[<prev] [next>] [thread-next>] [day] [month] [year] [list]
Message-ID: <20111211232951.GA5380@bloggs.ozlabs.ibm.com>
Date: Mon, 12 Dec 2011 10:29:51 +1100
From: Paul Mackerras <paulus@...ba.org>
To: Ted Ts'o <tytso@....edu>, linux-ext4@...r.kernel.org
Subject: Crash in __brelse with recent kernels copying sparse file
Hi,
I'm seeing a repeatable crash in __brelse with recent kernels while
copying a sparse file with rsync.
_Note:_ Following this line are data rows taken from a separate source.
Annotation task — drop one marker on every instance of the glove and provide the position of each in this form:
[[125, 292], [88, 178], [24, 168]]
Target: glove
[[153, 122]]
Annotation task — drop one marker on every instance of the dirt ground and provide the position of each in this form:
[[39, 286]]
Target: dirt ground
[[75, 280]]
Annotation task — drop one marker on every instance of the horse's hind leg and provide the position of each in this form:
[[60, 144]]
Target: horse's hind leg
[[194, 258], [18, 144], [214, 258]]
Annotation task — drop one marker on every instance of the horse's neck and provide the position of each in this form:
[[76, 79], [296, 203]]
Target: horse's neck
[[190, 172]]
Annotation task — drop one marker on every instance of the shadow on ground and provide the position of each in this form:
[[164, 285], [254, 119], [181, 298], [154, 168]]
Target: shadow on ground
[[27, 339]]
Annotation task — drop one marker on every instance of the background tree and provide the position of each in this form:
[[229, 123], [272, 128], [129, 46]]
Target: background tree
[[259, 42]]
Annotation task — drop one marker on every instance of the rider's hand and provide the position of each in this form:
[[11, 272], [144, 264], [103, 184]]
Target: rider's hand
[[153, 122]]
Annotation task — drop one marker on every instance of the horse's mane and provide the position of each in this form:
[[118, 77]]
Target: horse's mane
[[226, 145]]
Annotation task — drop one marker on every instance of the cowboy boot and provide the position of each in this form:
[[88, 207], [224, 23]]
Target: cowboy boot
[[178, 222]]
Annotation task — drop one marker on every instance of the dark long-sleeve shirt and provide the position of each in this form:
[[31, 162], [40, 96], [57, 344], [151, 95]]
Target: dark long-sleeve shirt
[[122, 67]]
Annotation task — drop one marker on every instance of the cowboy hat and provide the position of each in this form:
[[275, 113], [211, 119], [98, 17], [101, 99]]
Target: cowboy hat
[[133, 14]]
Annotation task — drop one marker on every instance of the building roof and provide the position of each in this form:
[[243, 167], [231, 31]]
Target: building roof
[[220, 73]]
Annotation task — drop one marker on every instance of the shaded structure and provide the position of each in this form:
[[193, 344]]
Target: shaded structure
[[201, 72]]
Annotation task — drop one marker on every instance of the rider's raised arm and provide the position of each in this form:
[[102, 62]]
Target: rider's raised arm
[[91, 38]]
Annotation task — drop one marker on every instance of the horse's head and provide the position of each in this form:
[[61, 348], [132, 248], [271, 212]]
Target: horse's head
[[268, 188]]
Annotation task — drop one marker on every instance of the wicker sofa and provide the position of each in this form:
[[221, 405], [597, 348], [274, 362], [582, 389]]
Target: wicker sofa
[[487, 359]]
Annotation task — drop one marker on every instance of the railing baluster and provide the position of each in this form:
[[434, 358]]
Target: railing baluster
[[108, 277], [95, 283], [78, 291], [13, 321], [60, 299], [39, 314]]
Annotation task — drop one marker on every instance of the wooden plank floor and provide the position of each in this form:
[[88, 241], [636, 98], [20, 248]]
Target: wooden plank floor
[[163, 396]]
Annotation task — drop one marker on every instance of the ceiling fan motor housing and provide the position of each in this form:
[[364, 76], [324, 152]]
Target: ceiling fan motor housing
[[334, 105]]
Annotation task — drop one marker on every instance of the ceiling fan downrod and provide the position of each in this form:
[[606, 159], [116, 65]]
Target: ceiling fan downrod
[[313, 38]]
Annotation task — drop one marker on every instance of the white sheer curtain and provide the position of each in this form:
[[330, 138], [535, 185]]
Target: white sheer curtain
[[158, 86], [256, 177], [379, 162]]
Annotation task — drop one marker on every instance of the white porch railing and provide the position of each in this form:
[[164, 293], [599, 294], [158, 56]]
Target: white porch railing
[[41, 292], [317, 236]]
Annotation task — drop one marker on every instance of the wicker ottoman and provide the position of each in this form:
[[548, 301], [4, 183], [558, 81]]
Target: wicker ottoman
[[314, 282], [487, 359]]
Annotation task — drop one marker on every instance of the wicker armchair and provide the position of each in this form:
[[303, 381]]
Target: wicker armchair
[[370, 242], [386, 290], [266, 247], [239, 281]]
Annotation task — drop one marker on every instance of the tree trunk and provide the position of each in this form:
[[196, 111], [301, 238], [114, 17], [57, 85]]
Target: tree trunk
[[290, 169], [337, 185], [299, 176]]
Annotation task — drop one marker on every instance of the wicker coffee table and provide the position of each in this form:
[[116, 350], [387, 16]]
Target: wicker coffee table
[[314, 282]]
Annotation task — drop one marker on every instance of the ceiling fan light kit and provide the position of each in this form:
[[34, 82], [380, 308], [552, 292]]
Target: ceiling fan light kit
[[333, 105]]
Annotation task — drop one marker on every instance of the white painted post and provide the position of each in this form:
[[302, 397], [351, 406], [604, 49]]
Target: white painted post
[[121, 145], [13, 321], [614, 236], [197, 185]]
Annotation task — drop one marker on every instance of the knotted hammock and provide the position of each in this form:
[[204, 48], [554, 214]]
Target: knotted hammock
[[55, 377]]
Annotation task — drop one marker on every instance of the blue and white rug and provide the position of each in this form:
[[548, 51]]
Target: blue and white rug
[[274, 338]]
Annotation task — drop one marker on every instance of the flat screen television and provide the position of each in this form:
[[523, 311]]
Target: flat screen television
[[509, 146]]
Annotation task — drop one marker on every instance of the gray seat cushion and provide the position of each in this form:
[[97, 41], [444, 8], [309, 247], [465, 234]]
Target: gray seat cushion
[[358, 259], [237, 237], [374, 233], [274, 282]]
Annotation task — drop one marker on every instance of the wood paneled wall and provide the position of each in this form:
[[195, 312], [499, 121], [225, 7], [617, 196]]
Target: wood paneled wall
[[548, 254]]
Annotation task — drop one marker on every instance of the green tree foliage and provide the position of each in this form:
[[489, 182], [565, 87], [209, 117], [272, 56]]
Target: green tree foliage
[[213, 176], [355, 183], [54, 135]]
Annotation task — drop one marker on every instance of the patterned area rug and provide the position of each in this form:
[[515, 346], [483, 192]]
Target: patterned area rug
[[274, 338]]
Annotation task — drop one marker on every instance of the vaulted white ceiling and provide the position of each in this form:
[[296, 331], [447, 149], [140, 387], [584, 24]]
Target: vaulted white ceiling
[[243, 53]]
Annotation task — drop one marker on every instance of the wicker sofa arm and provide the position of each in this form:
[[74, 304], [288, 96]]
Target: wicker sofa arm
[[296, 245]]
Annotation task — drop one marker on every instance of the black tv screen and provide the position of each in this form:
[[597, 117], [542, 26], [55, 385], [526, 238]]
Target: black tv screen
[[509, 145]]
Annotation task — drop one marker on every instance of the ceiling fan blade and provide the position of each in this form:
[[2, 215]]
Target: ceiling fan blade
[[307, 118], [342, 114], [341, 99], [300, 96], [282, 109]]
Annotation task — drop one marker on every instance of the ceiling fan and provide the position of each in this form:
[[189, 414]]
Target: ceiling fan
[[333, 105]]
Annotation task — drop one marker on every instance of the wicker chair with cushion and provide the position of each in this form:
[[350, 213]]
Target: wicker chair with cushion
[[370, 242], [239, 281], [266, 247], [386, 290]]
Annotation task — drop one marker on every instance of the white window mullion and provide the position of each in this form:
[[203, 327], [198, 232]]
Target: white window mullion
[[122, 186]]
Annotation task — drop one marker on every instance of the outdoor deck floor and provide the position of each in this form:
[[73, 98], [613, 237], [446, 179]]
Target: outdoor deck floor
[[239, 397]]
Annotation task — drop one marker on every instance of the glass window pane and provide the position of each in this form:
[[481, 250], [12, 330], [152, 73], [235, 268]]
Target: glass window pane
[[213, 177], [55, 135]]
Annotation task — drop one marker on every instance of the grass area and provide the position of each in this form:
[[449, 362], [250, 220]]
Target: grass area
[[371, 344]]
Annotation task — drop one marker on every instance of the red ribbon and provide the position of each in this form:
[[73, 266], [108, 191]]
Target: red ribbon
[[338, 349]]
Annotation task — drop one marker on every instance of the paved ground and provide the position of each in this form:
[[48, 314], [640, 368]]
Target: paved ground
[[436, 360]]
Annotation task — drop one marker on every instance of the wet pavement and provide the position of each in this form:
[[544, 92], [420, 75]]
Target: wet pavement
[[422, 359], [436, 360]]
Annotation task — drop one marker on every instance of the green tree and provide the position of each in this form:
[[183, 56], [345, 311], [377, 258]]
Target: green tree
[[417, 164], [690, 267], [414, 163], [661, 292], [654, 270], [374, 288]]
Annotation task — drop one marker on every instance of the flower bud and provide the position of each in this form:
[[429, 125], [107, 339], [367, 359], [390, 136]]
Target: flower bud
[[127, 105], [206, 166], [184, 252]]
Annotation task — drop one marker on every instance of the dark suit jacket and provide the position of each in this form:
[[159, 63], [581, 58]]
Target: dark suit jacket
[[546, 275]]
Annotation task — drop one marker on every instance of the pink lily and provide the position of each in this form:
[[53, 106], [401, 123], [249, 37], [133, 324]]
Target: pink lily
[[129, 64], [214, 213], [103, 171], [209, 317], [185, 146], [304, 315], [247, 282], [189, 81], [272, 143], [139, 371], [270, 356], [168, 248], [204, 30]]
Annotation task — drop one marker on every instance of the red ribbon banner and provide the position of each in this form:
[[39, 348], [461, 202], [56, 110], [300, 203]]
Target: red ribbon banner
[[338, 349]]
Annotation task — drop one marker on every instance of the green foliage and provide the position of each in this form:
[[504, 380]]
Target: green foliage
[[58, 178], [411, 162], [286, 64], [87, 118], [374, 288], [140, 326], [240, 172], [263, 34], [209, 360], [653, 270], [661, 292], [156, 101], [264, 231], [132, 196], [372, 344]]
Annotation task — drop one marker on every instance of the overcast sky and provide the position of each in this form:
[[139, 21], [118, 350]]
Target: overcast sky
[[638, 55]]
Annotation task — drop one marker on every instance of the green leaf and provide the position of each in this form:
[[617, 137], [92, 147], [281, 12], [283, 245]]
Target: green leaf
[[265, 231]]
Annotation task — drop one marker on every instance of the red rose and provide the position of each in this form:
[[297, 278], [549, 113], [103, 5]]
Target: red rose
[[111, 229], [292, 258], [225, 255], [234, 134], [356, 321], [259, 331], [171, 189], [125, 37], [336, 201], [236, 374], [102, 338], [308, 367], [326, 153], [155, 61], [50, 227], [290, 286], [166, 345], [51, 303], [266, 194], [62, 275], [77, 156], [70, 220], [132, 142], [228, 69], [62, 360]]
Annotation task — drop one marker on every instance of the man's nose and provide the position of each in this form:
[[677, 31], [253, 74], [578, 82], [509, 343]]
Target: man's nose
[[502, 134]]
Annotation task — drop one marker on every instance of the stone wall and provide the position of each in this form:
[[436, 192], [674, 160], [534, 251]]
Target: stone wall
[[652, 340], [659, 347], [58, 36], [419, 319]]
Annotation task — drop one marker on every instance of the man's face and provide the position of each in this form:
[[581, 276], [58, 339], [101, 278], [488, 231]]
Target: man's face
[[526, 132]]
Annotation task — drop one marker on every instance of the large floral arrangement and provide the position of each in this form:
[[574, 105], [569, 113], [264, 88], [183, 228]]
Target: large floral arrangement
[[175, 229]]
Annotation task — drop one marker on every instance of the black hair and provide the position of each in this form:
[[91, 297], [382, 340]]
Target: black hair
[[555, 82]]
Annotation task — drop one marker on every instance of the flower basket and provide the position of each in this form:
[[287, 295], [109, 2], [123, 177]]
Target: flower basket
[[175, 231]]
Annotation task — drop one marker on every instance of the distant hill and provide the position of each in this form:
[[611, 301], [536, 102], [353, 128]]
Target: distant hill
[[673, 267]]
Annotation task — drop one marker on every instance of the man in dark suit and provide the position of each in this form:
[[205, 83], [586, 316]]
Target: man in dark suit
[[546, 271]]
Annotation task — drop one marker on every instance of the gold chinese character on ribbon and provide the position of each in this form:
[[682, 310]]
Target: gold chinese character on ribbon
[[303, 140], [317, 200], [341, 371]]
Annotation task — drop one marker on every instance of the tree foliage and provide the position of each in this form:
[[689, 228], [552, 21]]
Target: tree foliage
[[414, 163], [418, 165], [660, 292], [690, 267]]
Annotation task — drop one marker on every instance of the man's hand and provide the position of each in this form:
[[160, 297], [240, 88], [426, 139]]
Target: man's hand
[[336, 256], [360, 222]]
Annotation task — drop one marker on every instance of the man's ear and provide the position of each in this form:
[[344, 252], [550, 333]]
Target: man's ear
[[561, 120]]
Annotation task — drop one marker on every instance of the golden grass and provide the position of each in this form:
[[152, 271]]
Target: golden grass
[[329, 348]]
I have a file that is about 12GB in
length but which occupies about 5.5GB. I copy it with:
% rsync -avSP rhel6-root.img rhel6-root2.img
and at some point the system (a POWER7 12-core server) will crash like
this:
attempt to access beyond end of device
sda8: rw=0, want=776392648163376, limit=168558560
Unable to handle kernel paging request for data at address 0x6b6b6b6b6b6b6bcb
Faulting instruction address: 0xc0000000001f5f38
cpu 0x14: Vector: 300 (Data Access) at [c000001bd1aaecf0]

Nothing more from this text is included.